Not everything went the attackers' way. As the Japanese tanks pushed toward the road bridge over the Slim River, they met one final obstacle. A battery of anti-tank guns stood in their path. Sato, the Japanese tank commander leading the spearhead, opened fire on the first gun, flipping it over and blocking the road. But the crew of the second gun managed to depress their barrel in time. They fired at point-blank range, destroying Sato's tank and killing him. The two remaining tanks in Sato's force were forced to retreat back toward the bridge. It was a defiant last act, but it could not change the outcome. The survivors of both British brigades were scattered across the Malayan Peninsula, many trying desperately to cross the Slim River to safety. The 5/14th Punjabis, an entire battalion, could muster only 146 officers and soldiers by the following day.
The destruction of the 11th Indian Division at Slim River broke the British defensive strategy in Malaya. Lieutenant-General Arthur Percival, commanding British forces, had relied on holding prepared positions to slow the Japanese advance. After Slim River, that approach was clearly untenable -- the Japanese had proven they could punch through fixed defenses in hours. Percival ordered a rapid retreat into southern Malaya, abandoning the central part of the peninsula and with it Kuala Lumpur, which fell to the Japanese without a fight. The Australian 8th Division was given its chance to face the Japanese at Gemensah Bridge, but the momentum had shifted decisively. Slim River was not the largest battle of the Malayan campaign, but it was among the most consequential. It removed any realistic hope of holding the peninsula and set the stage for the fall of Singapore five weeks later -- what Winston Churchill would call the worst disaster in British military history.
Today the Slim River flows through a landscape of oil palm and secondary jungle in the state of Perak. The town of Slim River, now called Tanjung Malim by some maps, sits along the trunk road that still connects Kuala Lumpur to the northern states. There is little visible evidence of the battle that scattered an entire division here in 1942. The rubber plantations where the Hyderabads and Punjabis dug their positions have mostly been replanted.

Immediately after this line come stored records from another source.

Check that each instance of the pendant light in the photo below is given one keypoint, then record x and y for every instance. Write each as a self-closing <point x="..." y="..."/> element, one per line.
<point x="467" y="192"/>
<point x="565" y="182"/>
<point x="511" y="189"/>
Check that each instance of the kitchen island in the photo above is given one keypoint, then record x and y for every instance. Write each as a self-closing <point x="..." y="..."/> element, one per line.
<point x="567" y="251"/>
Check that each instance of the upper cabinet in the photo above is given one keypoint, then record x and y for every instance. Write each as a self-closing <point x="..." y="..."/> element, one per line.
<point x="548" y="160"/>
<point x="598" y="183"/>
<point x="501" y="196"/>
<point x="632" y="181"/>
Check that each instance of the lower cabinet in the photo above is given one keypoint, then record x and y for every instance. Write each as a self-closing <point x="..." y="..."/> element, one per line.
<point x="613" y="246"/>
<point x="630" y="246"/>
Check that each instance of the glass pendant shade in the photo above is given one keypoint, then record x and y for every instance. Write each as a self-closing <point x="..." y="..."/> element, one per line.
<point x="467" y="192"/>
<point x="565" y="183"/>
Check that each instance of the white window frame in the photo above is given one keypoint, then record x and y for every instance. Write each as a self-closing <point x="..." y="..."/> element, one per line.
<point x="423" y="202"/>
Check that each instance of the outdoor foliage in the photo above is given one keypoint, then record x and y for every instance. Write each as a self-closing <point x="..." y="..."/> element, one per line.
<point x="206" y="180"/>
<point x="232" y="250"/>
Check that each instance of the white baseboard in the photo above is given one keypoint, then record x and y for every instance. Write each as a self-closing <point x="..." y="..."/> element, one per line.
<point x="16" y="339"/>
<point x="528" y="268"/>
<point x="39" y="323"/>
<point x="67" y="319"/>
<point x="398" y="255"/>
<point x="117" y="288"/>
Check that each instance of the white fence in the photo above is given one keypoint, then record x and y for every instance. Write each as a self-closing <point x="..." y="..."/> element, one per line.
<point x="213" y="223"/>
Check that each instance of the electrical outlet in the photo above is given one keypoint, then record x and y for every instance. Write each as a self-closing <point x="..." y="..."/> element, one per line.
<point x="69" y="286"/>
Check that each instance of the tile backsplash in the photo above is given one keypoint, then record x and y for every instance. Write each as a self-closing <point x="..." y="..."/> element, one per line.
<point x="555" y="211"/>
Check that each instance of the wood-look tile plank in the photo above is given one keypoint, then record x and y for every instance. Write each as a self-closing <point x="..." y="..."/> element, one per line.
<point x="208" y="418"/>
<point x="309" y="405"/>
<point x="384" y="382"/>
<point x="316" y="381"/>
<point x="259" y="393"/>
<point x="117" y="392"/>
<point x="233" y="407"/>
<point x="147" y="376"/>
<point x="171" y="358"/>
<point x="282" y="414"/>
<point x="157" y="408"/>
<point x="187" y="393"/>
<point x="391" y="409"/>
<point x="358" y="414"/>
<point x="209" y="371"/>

The road bridge, rebuilt and modernized, carries ordinary traffic. But the names on the Singapore Memorial and in the Commonwealth War Graves records preserve what happened -- the Indian, British, and Australian soldiers who fought and died in the rain and darkness, overwhelmed by an enemy who had found the one tactic their defenses could not absorb.
Located at approximately 4.05°N, 101.30°E in the state of Perak, Malaysia. The Slim River runs through a valley flanked by the Titiwangsa Range to the east and lower hills to the west. The trunk road (now Route 1) running north-south through the valley was the axis of the 1942 battle. Sultan Azlan Shah Airport (WMBA) at Ipoh is roughly 100 km to the north. Kuala Lumpur International (WMKK) is about 120 km south. At 2,000-4,000 feet, the river valley and road corridor that defined the battle are clearly visible cutting through palm plantations.